Tercium bau harum di dapur. Abizam pun beranjak menuju ke dapur.
" Kamu bikinkan apa buat ayah sama kakak kamu?"
" Cuma orak arik telur sama sosis kak."
" Boleh kakak coba?"
" Kakak mau makan? Qila ambilkan nasi kalau gitu."
Abizam terlihat berpikir sejenak, kemudian menganggukkan kepalanya. Aqila dengan cekatan mengambilkan nasi hangat dan orak arik telur dan sosis.
" Ini kak."
Abizam langsung menyantap makanan buatan Aqila.
" Enak. Kakak suka."
Aqila menyunggingkan senyumnya menampilkan lesung pipinya membuat jantung Abizam semakin berdetak kencang.
" Kakak mau mandi?"
" Ada baju ganti?"
" Ada baju punya kak Alvi."
" Boleh pinjam?"
" Iya."
Aqila masuk ke kamar kakaknya dan mengambil baju untuk Abizam.
" Ini kak. kamar mandinya di sebelah sana. Ini sikat giginya. Masih baru kok."
Aqila menunjukkan letak kamar mandi kepada Abizam. Abizam pun langsung masuk ke kamar mandi untuk membersihkan dirinya. Sementara Aqila menyiapkan semua keperluan untuk Ayah dan kakaknya.
Tak berapa lama, Abizam keluar dari kamar mandi dengan rambut yang masih basah dan kaos santai milik Alvino yang terlihat menempel ketat di tubuh Abizam yang kekar. Aqila dibuat terpesona sejenak melihat Abizam dengan rambut basahnya.

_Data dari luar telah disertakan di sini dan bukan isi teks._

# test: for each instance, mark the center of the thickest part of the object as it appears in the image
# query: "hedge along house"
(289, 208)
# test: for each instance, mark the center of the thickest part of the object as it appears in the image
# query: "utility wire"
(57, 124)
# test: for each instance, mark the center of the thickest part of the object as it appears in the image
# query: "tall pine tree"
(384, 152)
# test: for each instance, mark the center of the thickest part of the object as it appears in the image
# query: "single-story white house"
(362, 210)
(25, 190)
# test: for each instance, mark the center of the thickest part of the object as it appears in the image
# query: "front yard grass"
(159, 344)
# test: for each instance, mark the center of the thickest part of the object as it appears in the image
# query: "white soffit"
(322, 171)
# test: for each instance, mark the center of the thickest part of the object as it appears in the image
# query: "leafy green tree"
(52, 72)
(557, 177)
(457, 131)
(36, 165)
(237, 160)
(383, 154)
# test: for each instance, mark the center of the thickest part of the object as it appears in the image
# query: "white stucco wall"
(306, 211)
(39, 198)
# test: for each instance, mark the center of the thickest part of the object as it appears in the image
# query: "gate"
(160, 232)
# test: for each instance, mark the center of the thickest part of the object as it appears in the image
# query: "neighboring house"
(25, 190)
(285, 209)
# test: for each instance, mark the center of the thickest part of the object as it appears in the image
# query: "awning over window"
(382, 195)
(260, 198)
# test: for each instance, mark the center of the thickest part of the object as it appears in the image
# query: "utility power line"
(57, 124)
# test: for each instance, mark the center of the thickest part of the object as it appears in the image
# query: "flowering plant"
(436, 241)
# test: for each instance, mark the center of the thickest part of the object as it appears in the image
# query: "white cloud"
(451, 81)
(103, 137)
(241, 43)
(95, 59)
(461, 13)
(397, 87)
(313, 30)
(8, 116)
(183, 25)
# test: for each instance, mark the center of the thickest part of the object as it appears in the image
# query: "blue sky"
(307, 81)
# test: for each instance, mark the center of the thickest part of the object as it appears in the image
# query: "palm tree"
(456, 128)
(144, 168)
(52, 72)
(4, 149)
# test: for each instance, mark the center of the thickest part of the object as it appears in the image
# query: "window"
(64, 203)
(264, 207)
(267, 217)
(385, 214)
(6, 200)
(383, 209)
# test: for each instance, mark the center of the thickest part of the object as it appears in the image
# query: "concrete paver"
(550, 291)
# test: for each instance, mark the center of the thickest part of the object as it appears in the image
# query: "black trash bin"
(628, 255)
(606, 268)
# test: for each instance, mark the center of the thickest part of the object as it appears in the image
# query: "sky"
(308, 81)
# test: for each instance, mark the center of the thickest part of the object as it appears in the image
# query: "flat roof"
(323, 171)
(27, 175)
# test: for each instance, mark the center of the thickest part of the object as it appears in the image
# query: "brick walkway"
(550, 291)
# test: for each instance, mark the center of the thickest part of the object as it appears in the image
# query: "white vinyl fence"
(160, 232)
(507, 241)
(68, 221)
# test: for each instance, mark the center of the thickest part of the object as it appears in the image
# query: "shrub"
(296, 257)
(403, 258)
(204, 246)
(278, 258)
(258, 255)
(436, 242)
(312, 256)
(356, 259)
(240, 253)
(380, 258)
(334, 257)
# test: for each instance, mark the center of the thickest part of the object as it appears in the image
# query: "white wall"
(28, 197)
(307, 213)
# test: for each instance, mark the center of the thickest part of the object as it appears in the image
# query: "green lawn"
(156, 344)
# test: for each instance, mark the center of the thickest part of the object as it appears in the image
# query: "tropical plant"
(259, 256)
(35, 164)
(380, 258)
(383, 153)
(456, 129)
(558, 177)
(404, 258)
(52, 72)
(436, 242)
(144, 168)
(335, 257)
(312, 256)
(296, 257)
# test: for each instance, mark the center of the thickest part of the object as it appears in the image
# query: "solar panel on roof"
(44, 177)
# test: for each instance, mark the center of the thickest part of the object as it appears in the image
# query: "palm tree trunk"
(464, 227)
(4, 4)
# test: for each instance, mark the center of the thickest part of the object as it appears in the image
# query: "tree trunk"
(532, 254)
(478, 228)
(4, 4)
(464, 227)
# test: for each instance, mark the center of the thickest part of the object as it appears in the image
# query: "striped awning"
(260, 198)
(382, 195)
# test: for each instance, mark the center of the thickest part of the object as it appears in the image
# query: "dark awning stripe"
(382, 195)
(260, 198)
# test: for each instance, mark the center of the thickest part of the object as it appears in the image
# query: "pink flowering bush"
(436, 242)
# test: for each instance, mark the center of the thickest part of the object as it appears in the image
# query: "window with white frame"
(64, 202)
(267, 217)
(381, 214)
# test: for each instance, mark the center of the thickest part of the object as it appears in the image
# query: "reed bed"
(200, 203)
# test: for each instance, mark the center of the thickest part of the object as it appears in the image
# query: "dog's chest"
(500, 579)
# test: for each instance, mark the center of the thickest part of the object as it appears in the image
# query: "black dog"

" Ada apa? Apa aku kelihatan aneh mengenakan kaos ini?"
" Nggak. Kakak ganteng."
" Hmmmm ???"
" Eh... Maaf kak."
Aqila menundukkan kepalanya. Wajahnya memerah. Abizam dibuat salah tingkah dengan pujian dari Aqila.
" Sudah siap semua? Kalau sudah siap kita berangkat sekarang."
" Sebentar. Qila ganti baju dulu."
Aqila masuk ke kamarnya untuk berganti baju. Dan setelah itu mereka menuju ke rumah sakit untuk menjenguk ibu Aqila.